Interviewers probe the algorithm hard because bluffing is obvious. Reason through one transform, commit to a model, name the hybrid.
The server assigns each a revision number, giving a total order, then transforms the later op against the earlier one before applying and broadcasting. Both intentions are preserved and every client converges on the same document. It is not last-write-wins — both edits land, just position-adjusted.
OT for the real-time hot path where a central server already orders ops — simpler, mature, what Google Docs uses. CRDT for offline reconciliation and non-text structured data where you need distributed merge without a coordinator. The senior answer is the hybrid: OT hot path, CRDT for the offline/structured layers.
Either route all editors of a document to the same server via consistent hashing on docId, or — cleaner — put a pub/sub broker between the op service and the WebSocket layer so any server can rebroadcast a document's ops to the clients it holds. Pub/sub decouples connection placement from document affinity.
Their client buffered ops against the last base revision it saw. On reconnect I transform each buffered op against every op the server accepted in the interim and apply in order — same OT machinery. If offline is a first-class requirement, I'd use a CRDT for that path so merge needs no central replay.
Periodic snapshots of the materialized document plus op-log compaction.

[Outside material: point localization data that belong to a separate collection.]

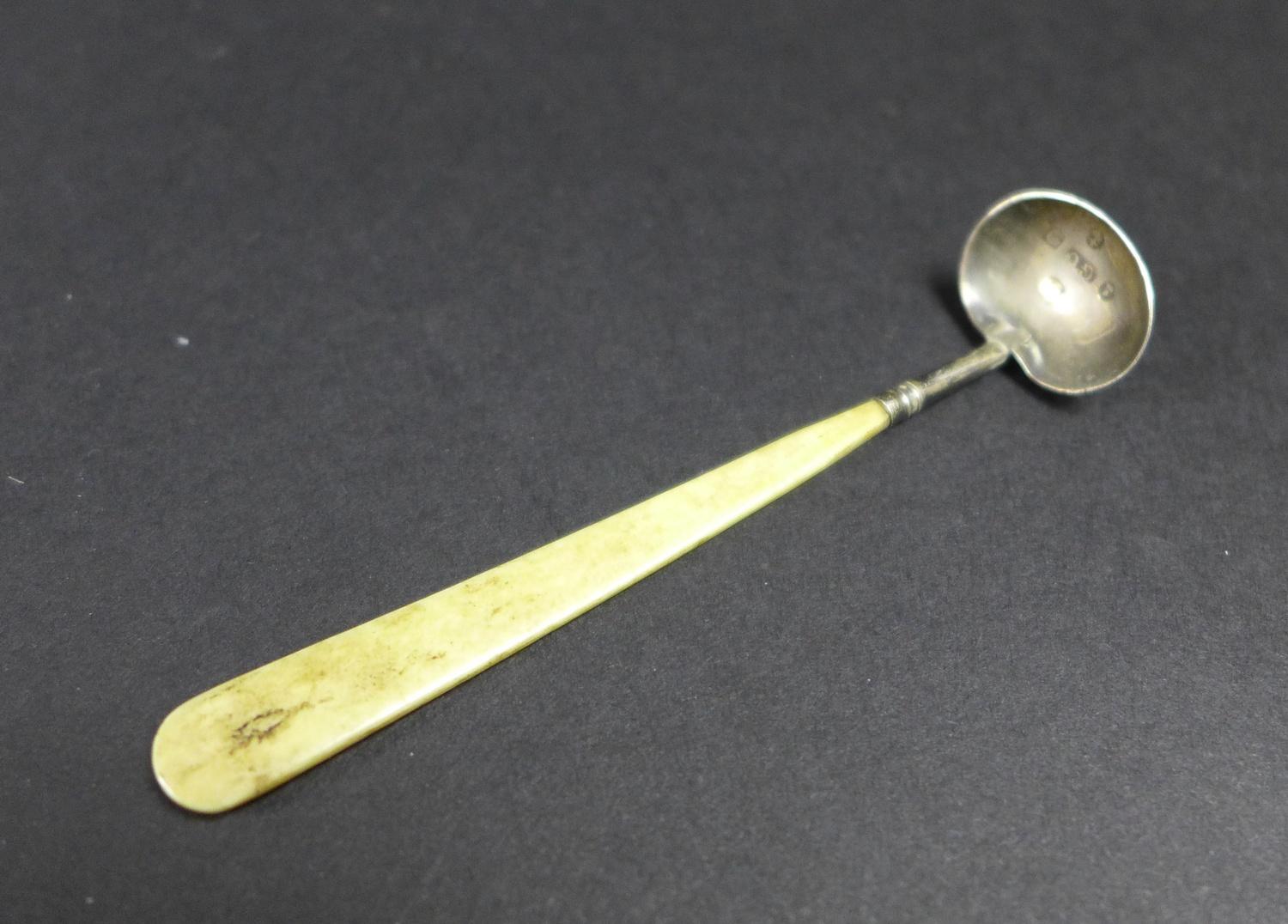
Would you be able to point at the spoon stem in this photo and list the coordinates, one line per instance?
(912, 394)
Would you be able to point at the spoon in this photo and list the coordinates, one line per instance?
(1045, 276)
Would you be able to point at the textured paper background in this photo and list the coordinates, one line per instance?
(304, 314)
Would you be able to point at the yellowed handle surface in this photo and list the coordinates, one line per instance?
(240, 740)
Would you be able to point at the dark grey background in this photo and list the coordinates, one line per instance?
(456, 278)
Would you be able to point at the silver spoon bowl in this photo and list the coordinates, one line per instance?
(1054, 280)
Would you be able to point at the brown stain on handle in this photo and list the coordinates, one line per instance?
(240, 740)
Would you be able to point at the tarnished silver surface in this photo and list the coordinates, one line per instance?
(1061, 286)
(1051, 280)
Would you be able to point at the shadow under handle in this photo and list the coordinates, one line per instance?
(257, 731)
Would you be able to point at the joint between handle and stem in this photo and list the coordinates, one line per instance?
(912, 394)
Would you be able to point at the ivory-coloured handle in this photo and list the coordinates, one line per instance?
(252, 733)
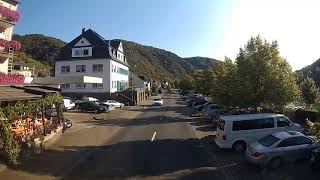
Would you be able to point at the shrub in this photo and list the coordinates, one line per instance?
(9, 14)
(302, 114)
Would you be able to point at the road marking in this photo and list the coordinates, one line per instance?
(154, 136)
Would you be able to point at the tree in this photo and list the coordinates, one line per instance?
(200, 83)
(309, 91)
(187, 83)
(224, 84)
(266, 79)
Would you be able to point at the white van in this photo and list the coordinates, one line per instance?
(236, 131)
(68, 103)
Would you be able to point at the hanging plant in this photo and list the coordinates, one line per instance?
(10, 44)
(8, 14)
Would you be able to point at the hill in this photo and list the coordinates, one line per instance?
(200, 62)
(152, 62)
(312, 71)
(40, 47)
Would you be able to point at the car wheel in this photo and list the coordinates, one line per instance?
(274, 163)
(239, 146)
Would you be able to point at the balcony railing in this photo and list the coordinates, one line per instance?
(10, 44)
(11, 78)
(9, 15)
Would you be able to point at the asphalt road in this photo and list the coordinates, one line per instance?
(159, 144)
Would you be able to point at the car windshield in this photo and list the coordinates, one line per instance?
(221, 125)
(268, 141)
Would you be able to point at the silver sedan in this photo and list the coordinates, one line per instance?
(281, 147)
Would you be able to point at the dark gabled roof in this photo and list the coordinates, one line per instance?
(115, 43)
(101, 48)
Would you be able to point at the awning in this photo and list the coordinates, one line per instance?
(66, 80)
(8, 93)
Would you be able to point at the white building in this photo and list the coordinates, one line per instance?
(8, 18)
(91, 55)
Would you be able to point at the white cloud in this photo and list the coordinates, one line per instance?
(294, 24)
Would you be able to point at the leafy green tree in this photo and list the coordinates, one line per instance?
(266, 79)
(224, 84)
(187, 83)
(309, 91)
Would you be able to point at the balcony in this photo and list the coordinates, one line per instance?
(10, 44)
(8, 17)
(11, 79)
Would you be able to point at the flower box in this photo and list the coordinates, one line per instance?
(9, 15)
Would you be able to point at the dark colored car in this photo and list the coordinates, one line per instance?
(67, 124)
(92, 107)
(197, 103)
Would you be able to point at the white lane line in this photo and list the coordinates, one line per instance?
(154, 136)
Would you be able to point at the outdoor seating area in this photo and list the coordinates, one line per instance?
(26, 130)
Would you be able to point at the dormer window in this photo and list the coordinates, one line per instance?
(82, 52)
(77, 52)
(85, 52)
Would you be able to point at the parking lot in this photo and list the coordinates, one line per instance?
(235, 166)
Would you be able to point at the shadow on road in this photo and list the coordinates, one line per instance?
(140, 159)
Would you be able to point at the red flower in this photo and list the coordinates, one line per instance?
(13, 44)
(9, 14)
(11, 78)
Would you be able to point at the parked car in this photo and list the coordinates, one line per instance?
(202, 106)
(210, 108)
(193, 100)
(91, 106)
(90, 99)
(281, 147)
(77, 102)
(197, 103)
(112, 103)
(157, 102)
(315, 157)
(68, 104)
(236, 131)
(67, 123)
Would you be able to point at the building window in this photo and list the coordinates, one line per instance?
(65, 69)
(97, 67)
(81, 68)
(114, 68)
(80, 86)
(65, 86)
(86, 52)
(77, 52)
(97, 86)
(123, 71)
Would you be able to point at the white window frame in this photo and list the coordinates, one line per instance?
(97, 67)
(80, 86)
(81, 65)
(97, 85)
(64, 68)
(65, 86)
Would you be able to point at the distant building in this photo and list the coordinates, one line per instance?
(91, 55)
(9, 16)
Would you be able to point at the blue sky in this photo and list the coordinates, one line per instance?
(210, 28)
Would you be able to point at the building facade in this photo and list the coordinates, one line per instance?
(91, 55)
(9, 16)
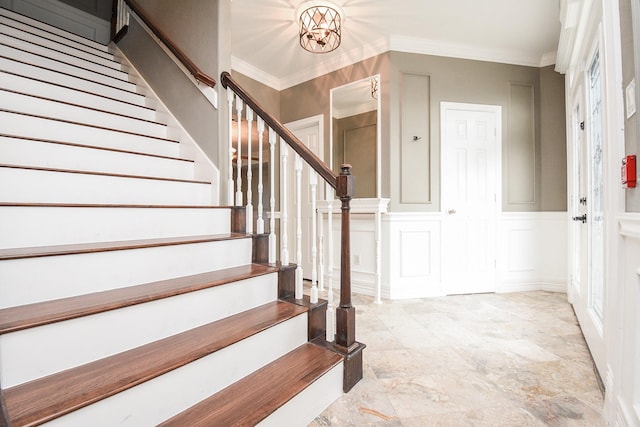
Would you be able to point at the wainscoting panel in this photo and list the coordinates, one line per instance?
(411, 255)
(532, 252)
(63, 16)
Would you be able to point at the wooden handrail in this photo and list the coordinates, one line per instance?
(197, 73)
(307, 155)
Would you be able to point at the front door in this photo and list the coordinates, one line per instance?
(470, 194)
(587, 289)
(309, 132)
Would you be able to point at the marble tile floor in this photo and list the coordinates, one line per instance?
(515, 359)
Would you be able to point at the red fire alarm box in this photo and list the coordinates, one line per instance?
(629, 171)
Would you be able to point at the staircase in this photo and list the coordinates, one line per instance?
(126, 296)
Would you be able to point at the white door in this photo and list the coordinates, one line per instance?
(309, 131)
(578, 202)
(588, 241)
(470, 195)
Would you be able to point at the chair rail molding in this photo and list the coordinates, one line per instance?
(63, 16)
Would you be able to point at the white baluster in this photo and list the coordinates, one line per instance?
(378, 236)
(272, 199)
(239, 156)
(331, 314)
(313, 183)
(123, 15)
(230, 189)
(260, 221)
(249, 208)
(321, 251)
(299, 287)
(284, 220)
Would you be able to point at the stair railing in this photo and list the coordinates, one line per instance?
(238, 100)
(122, 10)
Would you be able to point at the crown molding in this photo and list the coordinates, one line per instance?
(336, 62)
(255, 73)
(399, 44)
(462, 51)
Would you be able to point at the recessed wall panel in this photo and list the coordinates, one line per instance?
(521, 145)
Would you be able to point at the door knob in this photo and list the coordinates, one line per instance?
(581, 218)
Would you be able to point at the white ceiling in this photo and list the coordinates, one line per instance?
(265, 42)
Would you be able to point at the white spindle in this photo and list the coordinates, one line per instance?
(249, 208)
(378, 237)
(123, 15)
(272, 198)
(230, 190)
(331, 315)
(239, 153)
(299, 287)
(313, 183)
(260, 221)
(321, 251)
(284, 220)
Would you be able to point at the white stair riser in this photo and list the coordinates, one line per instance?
(60, 53)
(38, 24)
(71, 81)
(24, 152)
(49, 226)
(41, 351)
(35, 87)
(41, 128)
(37, 32)
(304, 407)
(34, 186)
(182, 388)
(113, 78)
(30, 280)
(59, 110)
(51, 43)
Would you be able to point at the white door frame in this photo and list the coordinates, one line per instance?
(497, 111)
(294, 126)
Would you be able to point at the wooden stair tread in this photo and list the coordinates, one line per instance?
(114, 62)
(42, 400)
(259, 394)
(93, 147)
(85, 248)
(4, 110)
(74, 89)
(42, 67)
(31, 315)
(87, 42)
(104, 205)
(54, 38)
(80, 106)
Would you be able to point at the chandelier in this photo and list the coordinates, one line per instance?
(320, 29)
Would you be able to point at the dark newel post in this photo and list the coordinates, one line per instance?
(345, 314)
(346, 343)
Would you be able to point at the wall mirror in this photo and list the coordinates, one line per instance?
(355, 133)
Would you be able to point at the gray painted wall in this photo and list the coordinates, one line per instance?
(540, 170)
(175, 89)
(190, 24)
(477, 82)
(99, 8)
(534, 178)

Opening loads the latest snapshot and the handful of ops since it — not the entire edit history.
Log every transform and track convergence time — how long until all clients on a doc agree. Alert on convergence-time spikes and on any client/server divergence event; those are the early signal of a transform bug before users report scrambled text.
A clean design with one of these undercurrents still scores below the bar at senior+. None are about getting an answer wrong — they're about how you operate.

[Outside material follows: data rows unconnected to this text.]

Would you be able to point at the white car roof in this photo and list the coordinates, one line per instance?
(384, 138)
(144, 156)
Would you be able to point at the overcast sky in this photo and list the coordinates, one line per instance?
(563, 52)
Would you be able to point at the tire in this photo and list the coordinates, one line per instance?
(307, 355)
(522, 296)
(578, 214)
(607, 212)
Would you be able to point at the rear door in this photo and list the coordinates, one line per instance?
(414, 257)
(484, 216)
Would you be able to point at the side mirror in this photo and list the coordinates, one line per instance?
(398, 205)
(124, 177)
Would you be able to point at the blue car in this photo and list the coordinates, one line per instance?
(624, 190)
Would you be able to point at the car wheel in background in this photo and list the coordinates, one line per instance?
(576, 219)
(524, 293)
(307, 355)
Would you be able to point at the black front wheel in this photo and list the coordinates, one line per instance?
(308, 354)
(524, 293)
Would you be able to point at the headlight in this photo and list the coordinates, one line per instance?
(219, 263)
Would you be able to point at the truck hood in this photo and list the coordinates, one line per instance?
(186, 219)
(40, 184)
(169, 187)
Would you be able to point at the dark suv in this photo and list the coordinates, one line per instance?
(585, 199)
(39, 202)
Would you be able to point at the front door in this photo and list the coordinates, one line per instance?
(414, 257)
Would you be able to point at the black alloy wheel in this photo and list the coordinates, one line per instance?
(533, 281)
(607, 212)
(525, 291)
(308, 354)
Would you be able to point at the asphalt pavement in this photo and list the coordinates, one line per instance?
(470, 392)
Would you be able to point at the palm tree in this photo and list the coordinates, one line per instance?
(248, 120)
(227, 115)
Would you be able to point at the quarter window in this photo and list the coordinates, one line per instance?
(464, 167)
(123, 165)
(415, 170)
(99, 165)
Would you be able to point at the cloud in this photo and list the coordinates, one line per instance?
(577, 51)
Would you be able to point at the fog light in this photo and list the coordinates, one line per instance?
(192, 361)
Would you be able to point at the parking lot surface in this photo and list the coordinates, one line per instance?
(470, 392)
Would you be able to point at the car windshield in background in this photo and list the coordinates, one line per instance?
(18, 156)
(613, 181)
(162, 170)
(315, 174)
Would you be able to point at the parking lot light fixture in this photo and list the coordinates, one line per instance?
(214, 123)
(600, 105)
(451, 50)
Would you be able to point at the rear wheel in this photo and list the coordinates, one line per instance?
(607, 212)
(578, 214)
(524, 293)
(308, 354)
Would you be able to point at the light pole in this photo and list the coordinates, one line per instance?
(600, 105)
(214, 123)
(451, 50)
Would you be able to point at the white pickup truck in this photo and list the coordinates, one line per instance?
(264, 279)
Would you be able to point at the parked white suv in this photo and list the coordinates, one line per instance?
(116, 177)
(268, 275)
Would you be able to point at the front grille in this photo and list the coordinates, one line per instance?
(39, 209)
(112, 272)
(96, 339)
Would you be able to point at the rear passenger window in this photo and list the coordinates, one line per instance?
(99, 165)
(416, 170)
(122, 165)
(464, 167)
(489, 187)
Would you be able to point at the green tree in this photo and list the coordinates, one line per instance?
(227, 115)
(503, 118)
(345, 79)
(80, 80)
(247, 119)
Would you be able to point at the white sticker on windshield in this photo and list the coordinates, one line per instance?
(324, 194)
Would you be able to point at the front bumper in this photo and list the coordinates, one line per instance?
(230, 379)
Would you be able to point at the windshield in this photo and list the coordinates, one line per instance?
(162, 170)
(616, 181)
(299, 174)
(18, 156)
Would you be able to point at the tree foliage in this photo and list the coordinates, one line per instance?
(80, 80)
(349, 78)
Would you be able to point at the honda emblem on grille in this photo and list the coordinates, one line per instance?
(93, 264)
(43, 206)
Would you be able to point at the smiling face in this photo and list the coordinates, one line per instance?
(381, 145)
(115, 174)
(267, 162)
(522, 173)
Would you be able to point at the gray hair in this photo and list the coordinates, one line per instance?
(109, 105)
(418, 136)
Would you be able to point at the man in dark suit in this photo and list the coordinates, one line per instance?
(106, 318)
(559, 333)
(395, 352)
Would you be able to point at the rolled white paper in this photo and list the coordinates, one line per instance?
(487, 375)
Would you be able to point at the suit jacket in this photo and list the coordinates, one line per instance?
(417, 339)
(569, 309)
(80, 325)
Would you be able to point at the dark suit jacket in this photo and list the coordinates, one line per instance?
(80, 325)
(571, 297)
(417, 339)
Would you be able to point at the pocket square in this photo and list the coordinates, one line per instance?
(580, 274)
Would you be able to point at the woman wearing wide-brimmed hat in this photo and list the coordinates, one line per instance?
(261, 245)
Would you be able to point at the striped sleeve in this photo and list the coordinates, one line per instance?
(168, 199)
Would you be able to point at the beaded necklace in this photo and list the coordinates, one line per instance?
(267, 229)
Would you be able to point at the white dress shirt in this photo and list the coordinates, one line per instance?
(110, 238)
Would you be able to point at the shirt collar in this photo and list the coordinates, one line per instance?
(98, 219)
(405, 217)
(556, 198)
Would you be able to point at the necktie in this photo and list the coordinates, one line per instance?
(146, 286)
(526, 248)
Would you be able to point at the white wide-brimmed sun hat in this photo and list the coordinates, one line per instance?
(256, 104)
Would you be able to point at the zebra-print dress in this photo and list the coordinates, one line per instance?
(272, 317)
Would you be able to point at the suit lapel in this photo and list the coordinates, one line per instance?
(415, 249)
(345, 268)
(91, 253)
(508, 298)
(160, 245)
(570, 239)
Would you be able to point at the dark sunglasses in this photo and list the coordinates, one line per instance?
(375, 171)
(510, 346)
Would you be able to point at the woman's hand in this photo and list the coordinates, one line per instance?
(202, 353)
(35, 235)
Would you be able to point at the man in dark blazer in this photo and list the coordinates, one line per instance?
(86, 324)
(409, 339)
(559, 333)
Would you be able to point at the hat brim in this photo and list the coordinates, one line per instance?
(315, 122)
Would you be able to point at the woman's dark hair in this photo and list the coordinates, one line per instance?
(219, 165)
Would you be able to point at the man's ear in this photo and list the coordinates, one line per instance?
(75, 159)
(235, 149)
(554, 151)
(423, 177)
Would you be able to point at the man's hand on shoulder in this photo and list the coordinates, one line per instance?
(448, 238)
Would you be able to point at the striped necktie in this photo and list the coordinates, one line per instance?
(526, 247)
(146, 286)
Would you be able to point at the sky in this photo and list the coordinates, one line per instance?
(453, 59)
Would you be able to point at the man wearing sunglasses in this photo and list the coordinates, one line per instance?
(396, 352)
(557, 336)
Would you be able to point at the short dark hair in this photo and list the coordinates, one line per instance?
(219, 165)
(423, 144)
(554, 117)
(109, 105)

Jumping to architecture without bounding the problem or confirming scale. Reads as template-matching.
"It depends" with no decision behind it. Name the trade-off, then pick.
Stalling at the core deep dive until the interviewer feeds you the answer. Depth is the senior+ bar.
The anti-answer for collaborative editing — it silently destroys concurrent work. Shows you don't grasp the core requirement.
Hand-waving the algorithm names without being able to reason through a single transform. Interviewers can tell instantly.
No observability, no rollout, no failure-mode plan. In 2026 this reads as "has never carried a pager."
Confident wrong answers when pushed. Far worse than an honest "here's what I'd verify."
Waiting to be asked the next question. At staff you own the 45 minutes.
Run a mock and score yourself honestly against the dimensions the interviewer uses. If you can't hit "strong" on depth and operability, that's your signal on where to drill.
| Dimension | Weak (downlevel) | Strong (at level) |
|---|---|---|
| Scoping | Framed it as a storage problem. | Named convergence under concurrent edits as the crux; pinned the sub-100ms budget; asked text-vs-canvas and offline. |
| Transport | HTTP polling or vague. | WebSocket with a one-line reason; sends op deltas tagged with base revision, not whole files. |
| OT/CRDT depth | Named them; couldn't reason about a transform. | Walked an insert-vs-delete transform; committed to OT and framed the CRDT hybrid for offline/structured data. |
| Central ordering | No notion of ordering or durability. | Server-assigned revisions for total order; durable op log before ack; periodic snapshots. |
| WebSocket scaling | One server holds everyone. | docId affinity via consistent hashing or a pub/sub rebroadcast layer so co-editors stay in sync. |
| Operability | Never mentioned it. | Tracked convergence time and transform-conflict rate; flag-gated, canaried transform changes. |